Last time we went through an overview of the awesome DotNetToJScript project, and why you should be interested in it for your Red/Purple Team testing. In this blog we’ll cover modifying the UnmanagedPowerShell project’s PowerShellRunner to be compatible with DotNetToJScript payloads.
Modifying UnmanagedPowerShell
The UnmanagedPowerShell project (https://github.com/leechristensen/UnmanagedPowerShell) is a reference for accessing PowerShell Runspaces (read: interpreter) from Unmanaged C++ code. It includes a Managed (.NET) subcomponent called PowerShellRunner that is responsible for loading a PowerShell Runspace and executing arbitrary PS commands. We’ll first make some modifications of the PowerShellRunner class so that it’s compatible with DotNetToJScript.
First we’ll open the project up in Visual Studio:
Then let’s open up that PowerShellRunner.cs source file:
Now we’ll want to refer to both the DotNetToJScript project, as well as the ExampleAssembly code within that project, on how to modify PowerShellRunner to work with DotNetToJScript. From the project’s README file (https://github.com/tyranid/DotNetToJScript/blob/master/README):
In the assembly implement a class called TestClass which does something you want to do in the public, parameterless constructor.
…
Ensure it’s public. Then pass to this tool the path to the .NET assembly. If you annotate the class with the ComVisible attribute you can even interact with the object after it’s created. e.g.
If we look at the ExampleAssembly.cs file in the DotNetToJScript project we can see that James Forshaw included both a public constructor as well as setting the class to ComVisible:
So that looks pretty easy. We’ll need to add using System.Runtime.InteropServices to the PowerShellRunner.cs file so that we can set our class to ComVisible. Also, so that we can interact with PowerShellRunner we’ll want to add a public method. In the original version of the code there’s a public static (class) method called InvokePS() that’s run from Unmanaged C++ code to execute arbitrary PowerShell. We’ll keep this method and call it from a member method that we’ll call
InvokePSMember():
Note that we also changed the build type to Release in the above screenshot. Although this shouldn’t cause you any issues you might want to set it there just to be safe. Next we’ll compile our modified UnmanagedPowerShell project with CTRL+Shift+B, and open a command prompt to check the output folder:
This is probably a good time to mention that the default configuration of the UnmanagedPowerShell project is to build PowerShellRunner against the .NET 2.0 runtime. As long as we have the .NET 2.0 runtime installed on a victim host this script will run correctly, executing a PowerShell 2 Runspace, avoiding advanced PowerShell logging!

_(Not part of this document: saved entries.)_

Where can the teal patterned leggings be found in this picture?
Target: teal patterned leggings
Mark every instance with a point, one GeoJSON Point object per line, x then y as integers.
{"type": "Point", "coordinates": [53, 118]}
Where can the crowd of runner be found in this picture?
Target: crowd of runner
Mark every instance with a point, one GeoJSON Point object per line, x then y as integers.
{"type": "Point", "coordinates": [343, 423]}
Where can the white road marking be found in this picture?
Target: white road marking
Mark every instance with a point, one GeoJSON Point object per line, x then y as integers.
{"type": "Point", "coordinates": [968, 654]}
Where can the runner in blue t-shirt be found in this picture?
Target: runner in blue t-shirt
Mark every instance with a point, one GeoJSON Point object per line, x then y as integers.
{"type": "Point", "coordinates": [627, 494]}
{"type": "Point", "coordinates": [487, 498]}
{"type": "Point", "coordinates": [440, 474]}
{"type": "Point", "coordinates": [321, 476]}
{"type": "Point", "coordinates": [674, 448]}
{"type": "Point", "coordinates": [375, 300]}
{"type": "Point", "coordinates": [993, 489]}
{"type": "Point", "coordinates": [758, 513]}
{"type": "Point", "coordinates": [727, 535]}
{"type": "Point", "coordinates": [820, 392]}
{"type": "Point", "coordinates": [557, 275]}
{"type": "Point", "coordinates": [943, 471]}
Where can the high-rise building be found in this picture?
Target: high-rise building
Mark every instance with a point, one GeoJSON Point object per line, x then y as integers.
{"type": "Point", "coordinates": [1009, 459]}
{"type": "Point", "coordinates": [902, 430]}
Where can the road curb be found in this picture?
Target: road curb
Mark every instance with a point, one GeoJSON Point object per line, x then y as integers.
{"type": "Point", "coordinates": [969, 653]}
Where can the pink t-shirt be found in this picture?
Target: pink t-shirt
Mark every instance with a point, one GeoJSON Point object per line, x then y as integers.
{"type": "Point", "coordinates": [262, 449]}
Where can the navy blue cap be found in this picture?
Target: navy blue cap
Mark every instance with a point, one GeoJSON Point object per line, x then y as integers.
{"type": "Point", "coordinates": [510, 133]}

Now that we’ve successfully built the modified PowerShellRunner let’s generate a DotNetToJScript JScript payload.
Note that we include 2 additional flags:
- -d (add debugging support so we can output results from InvokePSMember())
- -c “PowerShellRunner.PowerShellRunner” (specify the namespace.class we want to load)
Now if we look back to the DotNetToJScript command line options we see that there was an option to include an additional script file. That script file would contain commands that operate on the object instantiated (a PowerShellRunner object) during execution of our payload. Instead of specifying this we’ll just open up our payload in Notepad++ and add an additional line. See before:
And with the modification to run the Get-Process PowerShell commandlet with output:
Since we’re just testing that our code works right, we’re only going to run Get-Process right now. You could substitute a binary to run like the standard calc.exe. Now, since this will output some text we’ll want to run our payload with CScript instead of double-clicking to trigger WScript so that we can see the output:
And there we have it! Running PowerShell code directly from native Windows scripting language without ever executing a PowerShell process!
Wrap-Up
We’ve made some progress in weaponizing a DotNetToJScript payload. We repurposed the PowerShellRunner component from the UnmanagedPowerShell project to execute PowerShell commands directly from client-side JavaScript. Our payload completely avoids sophisticated PowerShell logging in environments that still have .NET 2.0 installed, which in our experience is most environments. In the next blog, we’ll take a look at further weaponizing DotNetToJScript by manually building a malicious document (maldoc) to execute our payload!